I pinned Andy Kaufman

Wrestling with the ghosts of the past.

FREE POPCORN AND MOVIES were a fringe benefit for ex-employees of the LA theater where I’d once been a minimum wage cashier. Waltzing in without a ticket one evening in 1980, I was asked, “Hey, did you know that Andy Kaufman is here tonight?”

I whipped my head around like a hick tourist on a bus.

Sure enough, there he was, wearing poly-blend slacks, a white button-down shirt, and a sports jacket, lurking and dashing between theaters. I knew the signs of a sneaker. I’d admired Andy Kaufman since he came into the public consciousness: SNL, Latka, wrestling . . . everything. And I was in a position of authority—kind of.

“Hey, there!” I called out in my most managerial tone. I introduced myself as an off-duty employee and claimed that he was busted for sneaking. He grinned. I told him that I’d wrestle him in exchange for letting him go. He agreed, but wanted to see the movie first, so we sat through Guyana: Cult of the Damned together.

Outside, I told him of my tomboyish childhood in Tennessee and of meeting famed trailer-trash wrestler Jackie Fargo in his Nashville mobile home. I knew I’d scored some points.

We drove in his nondescript boat of a car to the apartment I was borrowing. We talked about Pink Floyd, our parents, my history as a Jesus freak, and Andy’s fascination with the Gospel. He wanted to make a film about an evangelist, he said.

Then we pushed all the furniture to the walls to make some space.

And we wrestled. And wrestled. And wrestled.

He let me have a couple of pins, and I flung myself upon him with glee. We must’ve had some moment of intimacy, perhaps a kiss, because we were soon driving back to his house. I secretly hoped to gawd that it would look like a place where Andy Kaufman might live.

It did. It was a modest, spacious, sparsely furnished home up a hilly cove in the canyon area. Propped up against a table, waiting to be hung, was a huge painting of Andy as a fiery, white-haired evangelist clutching a bible. Ah, yes, the movie. Hmmm. I knew Andy from Taxi and SNL, but movies seemed too big for him. The painting certainly was.

FAN MAIL AND TAXI SCRIPTS lay about the tables, plus a surprising number of hate letters. Since he’d begun wrestling women, Andy got a lot of threatening “fe-mail,” as we called it, from women who just couldn’t take a joke. Or performance art. Or a dead-serious, asexual, Jewish maniac. Any of those could apply. One critic had written Andy on a sanitary napkin—Kotex Super, I believe. (She had far too much to say to use a tampon.)

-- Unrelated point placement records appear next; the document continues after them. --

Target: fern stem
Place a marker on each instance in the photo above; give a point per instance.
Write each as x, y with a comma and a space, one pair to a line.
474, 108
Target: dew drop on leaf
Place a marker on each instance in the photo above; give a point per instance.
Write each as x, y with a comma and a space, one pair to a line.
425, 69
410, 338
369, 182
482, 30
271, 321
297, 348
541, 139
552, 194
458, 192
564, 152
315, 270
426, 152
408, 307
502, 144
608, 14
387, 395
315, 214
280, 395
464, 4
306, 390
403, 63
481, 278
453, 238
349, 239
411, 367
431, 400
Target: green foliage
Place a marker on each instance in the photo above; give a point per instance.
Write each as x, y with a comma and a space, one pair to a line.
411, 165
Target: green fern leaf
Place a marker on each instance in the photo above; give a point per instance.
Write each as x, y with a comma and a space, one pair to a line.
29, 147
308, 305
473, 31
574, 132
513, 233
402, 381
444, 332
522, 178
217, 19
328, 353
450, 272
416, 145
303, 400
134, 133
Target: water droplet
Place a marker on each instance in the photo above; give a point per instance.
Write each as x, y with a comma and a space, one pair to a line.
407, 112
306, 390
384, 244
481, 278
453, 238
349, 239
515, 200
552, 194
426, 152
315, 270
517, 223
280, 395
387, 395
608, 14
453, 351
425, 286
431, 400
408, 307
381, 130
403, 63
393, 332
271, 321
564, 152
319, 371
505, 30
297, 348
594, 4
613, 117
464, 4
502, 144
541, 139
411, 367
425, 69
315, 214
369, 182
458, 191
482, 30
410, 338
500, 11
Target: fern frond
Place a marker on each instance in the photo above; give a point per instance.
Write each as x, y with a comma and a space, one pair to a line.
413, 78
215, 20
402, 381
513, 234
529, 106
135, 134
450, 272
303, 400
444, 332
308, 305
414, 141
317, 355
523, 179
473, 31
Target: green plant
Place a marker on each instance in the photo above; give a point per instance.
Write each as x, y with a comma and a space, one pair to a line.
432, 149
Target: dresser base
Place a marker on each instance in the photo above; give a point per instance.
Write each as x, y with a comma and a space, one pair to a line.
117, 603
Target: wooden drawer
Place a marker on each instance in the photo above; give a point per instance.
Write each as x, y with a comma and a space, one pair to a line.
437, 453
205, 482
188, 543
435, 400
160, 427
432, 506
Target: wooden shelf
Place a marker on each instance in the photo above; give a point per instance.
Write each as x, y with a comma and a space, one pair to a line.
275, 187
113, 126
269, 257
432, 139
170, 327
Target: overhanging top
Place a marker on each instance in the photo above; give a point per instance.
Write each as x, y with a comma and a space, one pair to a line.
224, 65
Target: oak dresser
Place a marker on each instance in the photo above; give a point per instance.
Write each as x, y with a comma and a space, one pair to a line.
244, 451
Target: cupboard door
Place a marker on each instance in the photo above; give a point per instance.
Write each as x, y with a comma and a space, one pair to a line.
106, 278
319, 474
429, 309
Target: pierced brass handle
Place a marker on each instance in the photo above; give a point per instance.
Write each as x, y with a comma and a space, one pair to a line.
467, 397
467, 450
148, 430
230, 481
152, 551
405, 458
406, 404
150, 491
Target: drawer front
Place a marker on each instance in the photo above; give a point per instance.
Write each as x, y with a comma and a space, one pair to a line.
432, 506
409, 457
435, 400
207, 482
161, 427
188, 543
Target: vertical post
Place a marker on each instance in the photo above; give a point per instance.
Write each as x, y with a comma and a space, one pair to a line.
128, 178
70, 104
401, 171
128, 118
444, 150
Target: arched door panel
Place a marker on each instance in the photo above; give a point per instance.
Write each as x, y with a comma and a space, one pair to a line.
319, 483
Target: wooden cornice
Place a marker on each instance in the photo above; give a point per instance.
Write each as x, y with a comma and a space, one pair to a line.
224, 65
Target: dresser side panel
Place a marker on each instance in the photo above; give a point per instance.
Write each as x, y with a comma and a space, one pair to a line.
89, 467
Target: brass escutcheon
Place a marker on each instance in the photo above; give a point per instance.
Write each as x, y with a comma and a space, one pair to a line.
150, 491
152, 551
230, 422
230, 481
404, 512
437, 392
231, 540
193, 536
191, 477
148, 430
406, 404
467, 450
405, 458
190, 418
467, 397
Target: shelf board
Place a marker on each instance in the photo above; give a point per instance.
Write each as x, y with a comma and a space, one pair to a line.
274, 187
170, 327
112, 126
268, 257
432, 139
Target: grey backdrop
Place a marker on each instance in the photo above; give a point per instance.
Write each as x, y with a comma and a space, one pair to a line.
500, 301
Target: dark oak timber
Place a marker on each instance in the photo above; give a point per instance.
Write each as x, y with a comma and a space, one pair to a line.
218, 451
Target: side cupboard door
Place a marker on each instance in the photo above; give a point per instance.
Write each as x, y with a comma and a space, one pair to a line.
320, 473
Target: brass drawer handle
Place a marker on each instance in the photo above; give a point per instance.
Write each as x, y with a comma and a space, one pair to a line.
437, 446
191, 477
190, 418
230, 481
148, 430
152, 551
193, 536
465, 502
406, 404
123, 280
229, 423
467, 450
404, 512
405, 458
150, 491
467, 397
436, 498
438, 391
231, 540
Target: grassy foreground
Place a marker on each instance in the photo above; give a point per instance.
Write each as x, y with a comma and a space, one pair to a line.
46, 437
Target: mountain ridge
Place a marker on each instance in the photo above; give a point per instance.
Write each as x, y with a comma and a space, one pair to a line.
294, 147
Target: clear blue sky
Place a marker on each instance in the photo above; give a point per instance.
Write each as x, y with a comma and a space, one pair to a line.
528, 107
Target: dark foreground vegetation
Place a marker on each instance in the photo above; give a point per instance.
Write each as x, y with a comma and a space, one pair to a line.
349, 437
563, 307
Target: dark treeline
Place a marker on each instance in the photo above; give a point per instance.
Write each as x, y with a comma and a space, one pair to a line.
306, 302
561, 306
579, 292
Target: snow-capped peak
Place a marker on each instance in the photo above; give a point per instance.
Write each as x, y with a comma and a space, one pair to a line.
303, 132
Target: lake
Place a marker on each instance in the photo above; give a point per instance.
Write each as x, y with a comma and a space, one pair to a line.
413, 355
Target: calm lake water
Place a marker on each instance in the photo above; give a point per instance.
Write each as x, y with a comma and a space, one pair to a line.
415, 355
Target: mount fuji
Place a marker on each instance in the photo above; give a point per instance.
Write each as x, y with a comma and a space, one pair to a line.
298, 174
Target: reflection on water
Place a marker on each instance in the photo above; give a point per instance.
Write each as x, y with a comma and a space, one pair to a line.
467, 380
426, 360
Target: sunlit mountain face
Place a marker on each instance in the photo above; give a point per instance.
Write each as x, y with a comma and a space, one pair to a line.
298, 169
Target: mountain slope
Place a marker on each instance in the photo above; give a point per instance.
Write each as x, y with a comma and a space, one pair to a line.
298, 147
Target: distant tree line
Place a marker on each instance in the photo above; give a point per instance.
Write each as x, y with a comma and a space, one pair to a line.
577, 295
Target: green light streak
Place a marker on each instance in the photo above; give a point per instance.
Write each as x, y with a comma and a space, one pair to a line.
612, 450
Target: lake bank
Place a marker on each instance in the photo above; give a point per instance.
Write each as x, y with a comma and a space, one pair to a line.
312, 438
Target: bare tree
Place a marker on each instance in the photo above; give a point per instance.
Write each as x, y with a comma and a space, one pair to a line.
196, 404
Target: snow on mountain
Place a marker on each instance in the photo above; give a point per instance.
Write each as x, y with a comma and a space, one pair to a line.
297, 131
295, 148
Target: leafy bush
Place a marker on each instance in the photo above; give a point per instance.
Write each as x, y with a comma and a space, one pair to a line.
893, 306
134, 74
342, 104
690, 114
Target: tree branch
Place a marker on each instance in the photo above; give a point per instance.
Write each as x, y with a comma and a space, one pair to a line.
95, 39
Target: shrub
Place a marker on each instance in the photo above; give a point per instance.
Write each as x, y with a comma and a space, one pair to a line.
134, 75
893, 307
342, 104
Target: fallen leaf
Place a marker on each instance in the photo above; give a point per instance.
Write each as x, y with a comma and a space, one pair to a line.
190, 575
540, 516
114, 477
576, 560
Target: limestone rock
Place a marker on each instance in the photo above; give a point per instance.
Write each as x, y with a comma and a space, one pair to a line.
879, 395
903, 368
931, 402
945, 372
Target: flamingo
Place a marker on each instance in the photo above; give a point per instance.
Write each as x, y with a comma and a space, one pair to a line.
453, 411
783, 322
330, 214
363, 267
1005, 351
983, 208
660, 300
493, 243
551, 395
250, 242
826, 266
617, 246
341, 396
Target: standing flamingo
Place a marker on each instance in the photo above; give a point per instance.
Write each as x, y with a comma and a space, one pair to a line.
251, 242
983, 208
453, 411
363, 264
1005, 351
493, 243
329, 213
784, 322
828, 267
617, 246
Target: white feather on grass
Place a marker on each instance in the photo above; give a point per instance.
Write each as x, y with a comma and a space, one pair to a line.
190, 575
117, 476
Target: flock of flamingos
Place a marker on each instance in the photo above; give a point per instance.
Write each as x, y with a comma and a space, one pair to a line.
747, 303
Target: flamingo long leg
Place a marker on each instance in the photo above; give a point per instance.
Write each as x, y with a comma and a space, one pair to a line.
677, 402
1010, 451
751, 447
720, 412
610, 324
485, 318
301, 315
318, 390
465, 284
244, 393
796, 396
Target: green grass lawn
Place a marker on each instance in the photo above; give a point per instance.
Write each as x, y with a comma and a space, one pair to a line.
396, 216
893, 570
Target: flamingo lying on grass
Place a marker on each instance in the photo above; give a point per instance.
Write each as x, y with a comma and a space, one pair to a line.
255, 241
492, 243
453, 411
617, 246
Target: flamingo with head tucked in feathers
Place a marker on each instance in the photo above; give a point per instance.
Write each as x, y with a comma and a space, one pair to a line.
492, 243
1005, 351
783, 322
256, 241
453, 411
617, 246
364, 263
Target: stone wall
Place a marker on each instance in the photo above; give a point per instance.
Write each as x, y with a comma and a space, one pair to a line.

Meanwhile, Andy dressed for action and provided me with a wrestling “uniform” of 100 percent cotton white thermal long johns. A mat was produced from a storage space and rolled out onto the floor. Suddenly I felt like I had taken a number. Did he do this for all the girls? But I snapped out of it. I was about to wrestle Andy Kaufman, and no chaste, suburban inhibitions were going to spoil it.

I enjoyed falling and tumbling on the mat. Andy attempted to draw rage from my uterine core, but I didn’t buy into it—not like the hordes of ringside mamas, not like the nation of liberated women. I just laughed and choked on spit and growled like an alpha bitch.

He didn’t hurt me, but he didn’t hold back, either. We did scissors and pretzel holds, but lacked the space for atomic drops. I couldn’t believe my luck—finding a hero, possible genius, madman, lover, and wrasslin’ partner all in one night.

His famous conga drums stood silent by the back windows. Later, in a moment more sexy than anything between the sheets, Andy gave me a riveting Vegas conga performance in the nude. Furry chest puffed out in the schmaltzy grandeur of a bad nightclub stud, penis flaccid and swinging in time to the impromptu Elvis medley—it was the absolute best!

During our short time together, he was both a playful sweetheart and a mind fucker on the prowl. He provoked the same feelings I got as a fan, when Andy might or might not be messing with you. But I don’t think I ever woke up kissing Tony Clifton.